The general objective of this work consisted of evaluating the effect of the complex preparation Thiogalmet on the growth, development and productivity of Zea mays (L.) plants under natural humidity conditions with the recurrence of drought.

MATERIALS AND METHODS

Zea mays L. plants of cultivar ‘P 458’ were used as the objects of study. Maize, in terms of its value as a cereal crop, ranks third after wheat and rice and plays a significant role in solving food security problems at the global level (Chaves et al., 2003). Zea mays L. plants are considered to have wide adaptability to different climatic and soil conditions. According to its requirements for the soil water regime, corn is a plant with a determinate growth type and belongs to isohydric mesophytes (Larcher, 1978; Tardieu and Davies, 1993), which under conditions of insufficient moisture have the property of regulating their water status, thus ensuring the maintenance of metabolic processes at a relatively adequate level. However, the decrease in humidity to the threshold level or below the critical values causes disturbances because of dehydration and the inhibition of photosynthesis in leaves. These disturbances can cause not only a reduction in productivity but even plant death.
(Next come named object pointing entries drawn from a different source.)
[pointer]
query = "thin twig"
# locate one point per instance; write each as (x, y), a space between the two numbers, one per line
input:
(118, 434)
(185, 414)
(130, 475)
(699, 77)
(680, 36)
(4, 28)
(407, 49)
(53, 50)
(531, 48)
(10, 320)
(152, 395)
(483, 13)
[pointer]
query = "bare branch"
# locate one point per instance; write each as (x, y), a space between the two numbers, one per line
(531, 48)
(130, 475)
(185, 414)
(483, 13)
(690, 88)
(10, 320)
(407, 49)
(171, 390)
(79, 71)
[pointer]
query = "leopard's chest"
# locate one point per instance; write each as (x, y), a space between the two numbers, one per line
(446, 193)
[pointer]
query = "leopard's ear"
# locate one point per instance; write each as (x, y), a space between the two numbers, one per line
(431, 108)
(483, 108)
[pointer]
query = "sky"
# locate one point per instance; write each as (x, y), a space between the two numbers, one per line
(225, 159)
The experiments were carried out on the experimental fields of the Institute of Genetics, Physiology and Plant Protection of the USM in 2021 and 2022, using the block method with three repetitions of variants located randomly.

The scheme of the experiment included the following variants:

I^st variant – plants grown from seeds treated with water, control;

II^nd variant – seeds treated before sowing and plants treated during vegetative growth with a 0.005% aqueous solution of Thiourea;

III^rd variant – seeds treated before sowing and plants treated during vegetative growth with a 0.005% aqueous solution of Galmet;

IV^th variant – seeds treated before sowing and plants treated during vegetative growth with an aqueous solution of Thiogalmet of the same concentration. During vegetative growth, three consecutive treatments were performed: the first treatment was performed three weeks after germination, at the “5^th leaf” phase; the second treatment – at the “7^th leaf” phase; and the third treatment – at the “9^th leaf” phase.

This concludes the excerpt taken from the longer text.